By Wil C. Fry, Aug. 20, 2000, 11:30

Copyright © 2000 by Wil C. Fry. All rights reserved.

This land
Is what made us strong
Not the strength to turn a screw or lift a box
But the strength of the pioneer, who made his home with logs and rocks
With his own ax, his own hands, he chopped his logs and shaped them
With his own hands, stacked them with his own hands
And packed mud in the cracks, mud from this sandy land
And he still had the strength to help conceive a child.
His wife would plant and weed and cook and clean
It was this land, these trees, these rocks, this dirt, and that stream
Which made them strong, fit, alert, healthy, alive and lean
Then the child would grow up the same, taking more than his father’s name
Fashioning a life from this land, with his own hands

But we moved to the steel-wrapped cities, and covered the land with cement.
And we weakened, we got sick, and now we lament

It was this land that made us strong.
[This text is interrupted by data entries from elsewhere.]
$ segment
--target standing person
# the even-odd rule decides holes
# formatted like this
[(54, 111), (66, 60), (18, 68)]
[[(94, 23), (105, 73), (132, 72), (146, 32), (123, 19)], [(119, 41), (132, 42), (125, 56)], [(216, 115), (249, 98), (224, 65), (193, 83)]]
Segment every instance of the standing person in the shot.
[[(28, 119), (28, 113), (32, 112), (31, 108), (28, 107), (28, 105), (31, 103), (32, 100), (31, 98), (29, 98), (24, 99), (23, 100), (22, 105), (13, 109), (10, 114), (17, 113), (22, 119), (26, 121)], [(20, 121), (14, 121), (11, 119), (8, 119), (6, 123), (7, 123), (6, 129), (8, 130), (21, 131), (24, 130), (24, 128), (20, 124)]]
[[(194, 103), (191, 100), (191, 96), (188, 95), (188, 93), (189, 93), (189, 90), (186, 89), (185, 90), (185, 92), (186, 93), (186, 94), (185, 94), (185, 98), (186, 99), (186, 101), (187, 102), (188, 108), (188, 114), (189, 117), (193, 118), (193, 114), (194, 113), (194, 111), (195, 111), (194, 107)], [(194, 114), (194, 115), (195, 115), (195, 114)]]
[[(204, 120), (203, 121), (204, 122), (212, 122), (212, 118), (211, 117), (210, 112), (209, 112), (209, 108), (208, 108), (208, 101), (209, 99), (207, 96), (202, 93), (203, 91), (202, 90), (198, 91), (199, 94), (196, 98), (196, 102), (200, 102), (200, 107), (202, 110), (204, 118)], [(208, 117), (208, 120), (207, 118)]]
Not my ancestors, the “forefathers”
Men you see in old photos or on canvas with paints
But I grew up here, with these birds, these snakes, these lakes
This land gave strength to MY hands, this land on which I stand
It was here that I learned to watch, to listen, and here where I ran
This land will liven your senses, clear your lungs, sharpen your ears;
It will make you lean, fit and taut.

Someday, when I have no strength to stand, I will lean on younger, stronger hands,
And look with feeble eyes out on this land
Then down at scarred and callused hands, and cry for this land

Perhaps God will hover nearby, nearly as tired as I, and look out over this land,
That He made with His hands
And He might watch me as I stand. And maybe, like me, He will look out at the grass, trees and wind
Then say, with me, “This is the best I ever did.”